How to get out of the friendzone

She comes back to her apartment crying after a bad date.

You immediately stop doing her dishes, and move her laundry you’ve been doing off the couch, so you can give her your undivided attention…

Here are some questions you should really answer for yourself.

Do you really want out of the friendzone? How much? Is your fear of rejection overriding your willingness to raise the stakes? Are you dependent on her for feeling validated?

Are you hyper-focusing on her?

Is it possible she’s getting the rewards of a good boyfriend while skipping all the commitment and reciprocation?

She doesn’t want a servant for a boyfriend or a guy who acts like a girl friend

You are pouring your attention on her because either:

1.she has qualities you admire – or –

2.you are desperate for validation and she has nothing to do with it.

If you need validation, work on yourself and don’t waste the poor girl’s time.

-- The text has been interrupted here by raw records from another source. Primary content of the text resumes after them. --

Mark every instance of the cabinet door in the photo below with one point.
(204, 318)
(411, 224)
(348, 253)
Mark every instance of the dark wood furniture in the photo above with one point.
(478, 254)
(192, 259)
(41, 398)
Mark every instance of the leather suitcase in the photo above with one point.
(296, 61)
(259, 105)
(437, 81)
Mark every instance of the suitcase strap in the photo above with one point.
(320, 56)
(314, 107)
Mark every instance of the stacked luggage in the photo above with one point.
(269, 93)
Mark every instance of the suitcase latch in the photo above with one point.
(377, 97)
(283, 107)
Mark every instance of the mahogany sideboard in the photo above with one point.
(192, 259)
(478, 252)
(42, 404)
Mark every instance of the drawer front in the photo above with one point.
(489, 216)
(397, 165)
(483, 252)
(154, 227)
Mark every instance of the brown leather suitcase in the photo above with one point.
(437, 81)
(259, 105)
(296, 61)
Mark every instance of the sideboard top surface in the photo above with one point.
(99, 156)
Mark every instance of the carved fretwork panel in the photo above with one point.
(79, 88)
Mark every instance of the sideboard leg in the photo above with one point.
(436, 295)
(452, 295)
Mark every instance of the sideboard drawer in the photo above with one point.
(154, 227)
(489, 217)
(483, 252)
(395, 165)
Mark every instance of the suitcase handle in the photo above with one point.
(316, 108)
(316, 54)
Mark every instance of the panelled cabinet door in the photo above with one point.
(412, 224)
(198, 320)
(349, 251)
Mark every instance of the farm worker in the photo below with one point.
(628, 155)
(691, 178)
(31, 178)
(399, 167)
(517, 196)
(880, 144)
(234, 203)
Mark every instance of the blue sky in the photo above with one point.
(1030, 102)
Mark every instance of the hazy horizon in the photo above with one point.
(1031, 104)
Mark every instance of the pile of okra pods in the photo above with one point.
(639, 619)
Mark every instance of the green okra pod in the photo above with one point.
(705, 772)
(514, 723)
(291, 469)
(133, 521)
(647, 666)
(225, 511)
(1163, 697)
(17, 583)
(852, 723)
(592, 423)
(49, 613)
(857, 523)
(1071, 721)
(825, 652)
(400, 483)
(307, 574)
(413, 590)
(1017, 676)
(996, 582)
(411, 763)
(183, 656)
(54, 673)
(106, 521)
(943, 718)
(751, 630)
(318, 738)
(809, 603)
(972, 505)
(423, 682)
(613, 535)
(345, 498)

If you admire these qualities, but all you focus on is her, what would she look to you for? To put it another way, what qualities do you have that she can admire? Because being a devoted servant isn’t it.

Too many guys think “Why doesn’t she I’ll give her everything?!” Oh, she sees dude. That’s not what she wants.

She wants a man who can take the wheel in life. Not be an underling.

“He’s such a solid dude”

At some point she and her friends are going to hang out at her place. They’ll be drinking sangria, watching reality TV, and they’ll be gossiping.

The goal is, at this moment, is to have them say about you the words, “He’s such a solid dude.” These are the words uttered before she takes a deep breath and decides to give you a whirl.

Not, “Poor guy, he’s so nice,” but he is barking up the wrong tree and doomed to rejection.

They should be saying, “He’s such a solid dude,” like ‘why can’t more men be like him? He works so hard on himself, on his goals, he’s so considerate of others, charming, and is built for success!’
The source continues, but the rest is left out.